The family and other caretakers of learners are uniquely positioned to support them over time. Families are empowered with the resources, tools, and the guidance of their advocate to support decision-making based on their context and values. Families build their understanding of the opportunities and resources available, and build the skills necessary to access and grow from these experiences.
The primary role of the advocate is to help the learner and his family coordinate experiences, resources and people in service of their goals. Advocates serve as a bridge between “the system” and the community, both locally and globally. After prototyping this role with various communities, we began to see the Learner Advocate as part of a larger network who collectively accomplish a group of functions; you can learn more about the Learner Advocate Network here.
A reorganized system affords opportunities for educators to take on roles that align with their own passions, interests and expertise. Educators can still choose to play multiple roles in support of learning, such as instructional delivery, instructional design, assessment design, data analysis, operations, peer coaching, and leadership. Other educators might choose to collaborate with new teams and focus on a discrete need for students.
For more ideas on the evolving role of educators in an expanded learning ecosystem, check out this resource from KnowledgeWorks.
In a reorganized system, the learning that happens within AND beyond school is more purposefully integrated. Learning is anchored by family contexts and embedded in community experiences. Learning providers can be entities such as libraries, museums, art or cultural institutions, camps, athletic teams, after-school programs, mentoring organizations, job training programs, and many more, in addition to the more traditional schools and child care providers.
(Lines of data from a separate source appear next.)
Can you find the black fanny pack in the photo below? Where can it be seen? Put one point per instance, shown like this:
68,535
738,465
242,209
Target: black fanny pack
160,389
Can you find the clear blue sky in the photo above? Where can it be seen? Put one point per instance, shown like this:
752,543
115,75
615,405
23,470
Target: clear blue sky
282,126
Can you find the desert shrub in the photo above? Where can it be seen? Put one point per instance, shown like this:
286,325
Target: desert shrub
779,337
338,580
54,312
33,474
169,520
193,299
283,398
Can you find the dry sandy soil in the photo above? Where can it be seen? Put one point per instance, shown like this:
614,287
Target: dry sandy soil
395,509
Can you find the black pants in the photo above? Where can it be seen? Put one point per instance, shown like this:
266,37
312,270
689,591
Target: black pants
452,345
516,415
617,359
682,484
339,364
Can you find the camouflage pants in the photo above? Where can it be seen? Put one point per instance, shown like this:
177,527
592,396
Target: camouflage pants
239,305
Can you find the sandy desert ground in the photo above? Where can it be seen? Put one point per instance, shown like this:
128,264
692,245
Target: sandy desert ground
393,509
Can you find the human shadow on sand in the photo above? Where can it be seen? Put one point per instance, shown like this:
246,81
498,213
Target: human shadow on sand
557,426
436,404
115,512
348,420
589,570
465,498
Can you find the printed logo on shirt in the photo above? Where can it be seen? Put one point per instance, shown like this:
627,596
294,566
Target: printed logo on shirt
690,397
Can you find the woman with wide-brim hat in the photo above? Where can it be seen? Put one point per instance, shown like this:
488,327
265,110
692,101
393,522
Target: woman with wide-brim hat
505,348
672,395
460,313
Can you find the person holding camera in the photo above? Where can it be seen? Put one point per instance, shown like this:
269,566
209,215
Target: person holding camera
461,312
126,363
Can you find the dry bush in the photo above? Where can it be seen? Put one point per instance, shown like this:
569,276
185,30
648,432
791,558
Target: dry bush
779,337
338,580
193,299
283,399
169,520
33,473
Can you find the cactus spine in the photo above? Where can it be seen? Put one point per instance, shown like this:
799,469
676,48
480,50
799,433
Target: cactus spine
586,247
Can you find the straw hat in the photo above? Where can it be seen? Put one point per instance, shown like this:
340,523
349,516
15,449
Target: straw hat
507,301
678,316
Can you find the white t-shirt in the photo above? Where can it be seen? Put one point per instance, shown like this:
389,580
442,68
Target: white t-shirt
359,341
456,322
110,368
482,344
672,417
For some examples of learning providers, visit our map of The Movement.
The new system facilitates greater contributions from and to the community. The advocate network works diligently to cultivate strong community connection amid high levels of trust, and to grow a local ecology of learning support. The role of community also includes the peers, cross-generational members and experts that students interact with based on their needs and interests. This could be a local, place-based community, or a global network of learning that students access online.